In the Victorian era, Red Kites were branded vermin and seen as a direct threat to the food supplies of a fast-growing human population.They were consistently persecuted until there weren’t any left in England at all.
But in 1989, dozens of birds were shipped over from Spain in the hope they would recolonize the country. They did so well down in the Chilterns that ten years later, 70 were brought up to Yorkshire and released at Harewood House.
It was a joint effort between conservationists, Yorkshire Water, the Harewood Estate and lots of other people who wanted to see the kites return. Doug Simpson led the project and was awarded an MBE for his achievements. About a thousand chicks have been born since 1999 and there’s now thought to be hundreds of breeding adults. People have reported seeing them across the region, from inner-city Leeds to East Yorkshire.
But both Mr Simpson and the RSPB are concerned about Red Kites being found shot or poisoned. 30 birds found dead since the reintroduction had been illegally killed and the RSPB reports that over the last 20 years, North Yorkshire has had the most reported incidents of bird of prey persecution. They say that in 2012 alone, there was twice as many reported incidents in North Yorkshire than in any other county.
But there have been very few prosecutions, as it’s extremely difficult to track down and prove who is responsible. Many conservationists suggest indiscriminate methods used by some gamekeepers or farmers may be to blame. The suggestion is that they use poisoned bait to protect their game stocks or livestock from predators. Red Kites are not necessarily the intended target, but as scavengers, they will feed on the bait.
But both the National Gamekeepers Organisation and the National Farmers Union say they do not want a vast majority of responsible people they represent to be tarnished by the actions of a few.
– National Gamekeepers Organisation
The all-too-easily made accusation that gamekeepers have been responsible for persecuting birds of prey often proves, on examination, to be unsupported by the facts. For example the most recent official map (from the Department for Environment, Food and Rural Affairs) confirmed bird of prey poisoning incidents showed only one in the whole of North Yorkshire in 2011.

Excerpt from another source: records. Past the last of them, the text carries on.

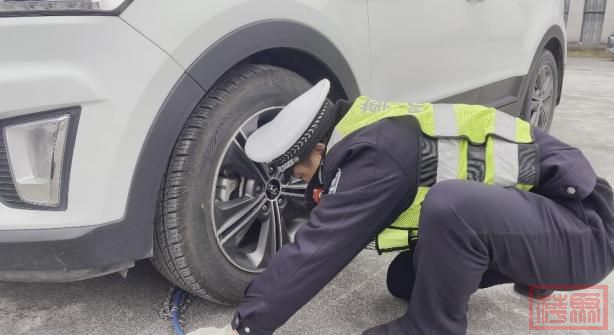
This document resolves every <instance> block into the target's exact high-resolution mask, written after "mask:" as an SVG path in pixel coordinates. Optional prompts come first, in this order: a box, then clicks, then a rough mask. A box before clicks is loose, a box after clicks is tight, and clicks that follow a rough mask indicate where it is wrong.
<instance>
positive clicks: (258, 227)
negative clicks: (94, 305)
mask: <svg viewBox="0 0 614 335" xmlns="http://www.w3.org/2000/svg"><path fill="white" fill-rule="evenodd" d="M565 38H566V37H565V31H564V22H563V0H544V1H541V0H515V1H507V0H488V1H483V0H466V1H463V0H436V1H434V0H415V1H407V0H208V1H203V0H53V1H51V0H49V1H42V0H29V1H25V0H0V48H1V49H0V131H1V134H2V136H0V255H1V257H0V279H1V280H17V281H70V280H80V279H85V278H90V277H95V276H101V275H105V274H108V273H114V272H119V273H123V274H125V273H126V271H127V269H129V268H130V267H132V266H133V265H134V262H135V261H137V260H141V259H146V258H150V257H153V262H154V264H155V265H156V267H157V268H158V269H159V270H160V272H161V273H162V274H163V275H165V276H166V277H167V278H168V279H169V280H171V281H173V282H174V283H176V284H177V285H179V286H181V287H183V288H184V289H187V290H189V291H190V292H193V293H195V294H198V295H200V296H202V297H205V298H208V299H210V300H213V301H218V302H222V303H232V302H235V301H237V300H238V299H239V298H240V296H241V293H242V291H243V289H244V287H245V286H246V285H247V283H248V282H249V280H250V278H251V277H252V276H253V274H254V273H257V272H259V271H262V269H263V268H265V267H266V265H267V262H268V261H269V260H270V259H271V257H272V256H273V254H274V253H275V252H276V251H277V250H279V248H281V247H282V246H283V245H284V244H285V243H288V242H290V241H291V240H292V237H293V235H294V232H295V231H296V229H297V228H298V227H299V226H300V225H301V224H303V223H304V222H306V221H307V220H308V209H307V208H306V207H305V204H304V201H303V196H304V193H305V185H303V184H300V183H298V182H297V181H295V180H285V179H284V180H282V181H281V184H279V183H278V181H277V180H276V179H272V178H271V175H272V174H274V173H275V171H270V170H269V167H268V166H263V165H257V164H254V163H253V162H251V161H249V160H248V159H247V158H246V157H245V154H244V152H243V145H244V143H245V139H246V137H247V136H249V134H250V133H251V132H252V131H253V130H254V129H256V128H257V127H259V126H261V125H262V124H264V123H266V122H267V121H268V120H270V119H271V117H272V115H275V113H276V112H277V111H279V109H280V107H281V106H284V105H285V104H286V103H288V102H289V101H291V100H292V99H293V98H294V97H296V96H297V95H299V94H300V93H302V92H303V91H305V90H306V89H307V88H308V87H309V86H310V85H311V84H313V83H315V82H317V81H318V80H320V79H322V78H324V77H326V78H329V79H330V80H331V82H332V92H331V98H333V99H337V98H354V97H356V96H358V95H360V94H364V95H369V96H372V97H374V98H378V99H383V100H403V101H413V102H419V101H447V102H460V103H472V104H473V103H479V104H485V105H491V106H495V107H497V108H500V109H502V110H504V111H507V112H509V113H511V114H513V115H520V116H521V117H523V118H526V119H529V120H531V122H532V123H533V124H535V125H537V126H538V127H541V128H543V129H548V127H549V126H550V122H551V120H552V114H553V111H554V108H555V106H556V105H557V103H558V101H559V92H560V91H561V83H562V78H563V68H564V63H565V57H566V56H565V54H566V51H565V50H566V48H565V46H566V40H565ZM282 131H283V129H280V132H282ZM271 188H280V191H281V192H282V193H281V194H282V196H281V197H280V198H279V200H278V201H277V200H276V201H272V200H270V199H269V198H270V197H269V196H268V193H267V192H268V190H270V189H271Z"/></svg>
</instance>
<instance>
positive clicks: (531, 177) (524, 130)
mask: <svg viewBox="0 0 614 335" xmlns="http://www.w3.org/2000/svg"><path fill="white" fill-rule="evenodd" d="M401 116H413V117H415V118H416V119H417V120H418V123H419V124H420V129H421V131H422V133H423V135H424V136H421V139H420V141H421V143H420V148H421V153H420V157H421V158H420V164H419V166H420V171H418V172H419V174H420V177H419V180H420V184H419V187H418V190H417V193H416V196H415V197H414V199H413V202H412V203H411V204H408V205H409V207H408V208H407V209H406V210H405V211H404V212H403V213H402V214H401V215H400V216H399V217H398V218H397V219H396V220H395V221H394V222H393V223H392V224H391V225H390V227H388V228H387V229H385V230H384V231H382V232H381V233H380V234H379V235H378V236H377V238H376V241H375V242H376V243H375V246H376V249H377V250H378V252H379V253H382V252H388V251H395V250H405V249H408V248H409V244H410V240H412V239H416V238H417V237H418V225H419V222H420V211H421V206H422V201H423V200H424V198H425V197H426V194H427V193H428V191H429V189H430V188H431V187H432V186H433V185H434V184H436V183H438V182H441V181H444V180H448V179H463V180H472V181H476V182H482V183H485V184H491V185H499V186H503V187H516V188H519V189H521V190H525V191H528V190H530V189H531V188H532V187H534V186H535V185H536V184H537V177H538V176H537V148H536V146H535V144H534V143H533V133H532V130H531V125H530V124H529V123H527V122H526V121H524V120H521V119H519V118H515V117H512V116H510V115H508V114H506V113H504V112H500V111H497V110H496V109H494V108H489V107H484V106H477V105H461V104H455V105H449V104H428V103H425V104H409V103H397V102H384V101H377V100H374V99H370V98H368V97H364V96H363V97H359V98H358V99H356V101H355V102H354V104H353V105H352V107H351V108H350V110H349V111H348V112H347V113H346V115H345V116H344V117H343V118H342V119H341V121H340V122H339V123H338V124H337V125H336V126H335V129H334V131H333V134H332V136H331V139H330V141H329V144H328V148H329V149H330V148H332V147H333V146H334V145H335V144H336V143H338V142H339V141H341V140H342V139H343V138H344V137H345V136H348V135H349V134H351V133H353V132H354V131H356V130H359V129H361V128H363V127H366V126H368V125H370V124H373V123H375V122H378V121H380V120H382V119H386V118H392V117H401ZM424 224H428V223H424Z"/></svg>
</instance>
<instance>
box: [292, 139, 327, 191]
mask: <svg viewBox="0 0 614 335" xmlns="http://www.w3.org/2000/svg"><path fill="white" fill-rule="evenodd" d="M325 150H326V145H325V144H324V143H318V144H316V146H315V147H313V149H311V152H310V153H309V154H308V155H307V157H305V158H304V159H303V160H301V161H300V162H298V163H296V165H294V167H293V168H292V175H293V176H294V177H295V178H299V179H303V180H304V181H305V182H306V183H309V182H310V181H311V179H312V178H313V176H314V175H315V174H316V172H317V171H318V167H319V166H320V163H321V162H322V158H323V157H324V152H325Z"/></svg>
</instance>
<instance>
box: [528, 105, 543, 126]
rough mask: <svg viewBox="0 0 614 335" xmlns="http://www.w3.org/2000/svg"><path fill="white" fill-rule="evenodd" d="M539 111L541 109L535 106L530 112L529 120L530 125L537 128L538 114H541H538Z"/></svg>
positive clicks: (539, 117)
mask: <svg viewBox="0 0 614 335" xmlns="http://www.w3.org/2000/svg"><path fill="white" fill-rule="evenodd" d="M540 109H541V108H540V107H539V106H537V107H536V108H535V110H532V111H531V120H530V123H531V124H532V125H533V126H536V127H538V126H539V118H540V113H541V112H540Z"/></svg>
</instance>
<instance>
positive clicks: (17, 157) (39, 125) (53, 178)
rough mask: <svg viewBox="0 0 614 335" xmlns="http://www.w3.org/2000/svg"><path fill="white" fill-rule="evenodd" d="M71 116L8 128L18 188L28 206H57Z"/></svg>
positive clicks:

The NFU say they are focused on the need to balance essential rat control with the threat of accidental exposure of wildlife to rodenticides.
– National Farmers Union
“The NFU condemns any act of wildlife crime and we are working closely with local Police Forces to target wildlife and other forms of rural crime. However it is important when talking about a relatively small number of incidences not to imply wrongdoing by a wider farming/game keeping community that certainly in recent years has worked hard along with conservation groups to encourage key bird species. Awareness raising and targeted action is what’s needed to ensure a fall in the number of instances."
Conservationists want anyone who finds a dead Red Kite to contact the RSPB, or if any wrongdoing is suspected, the police.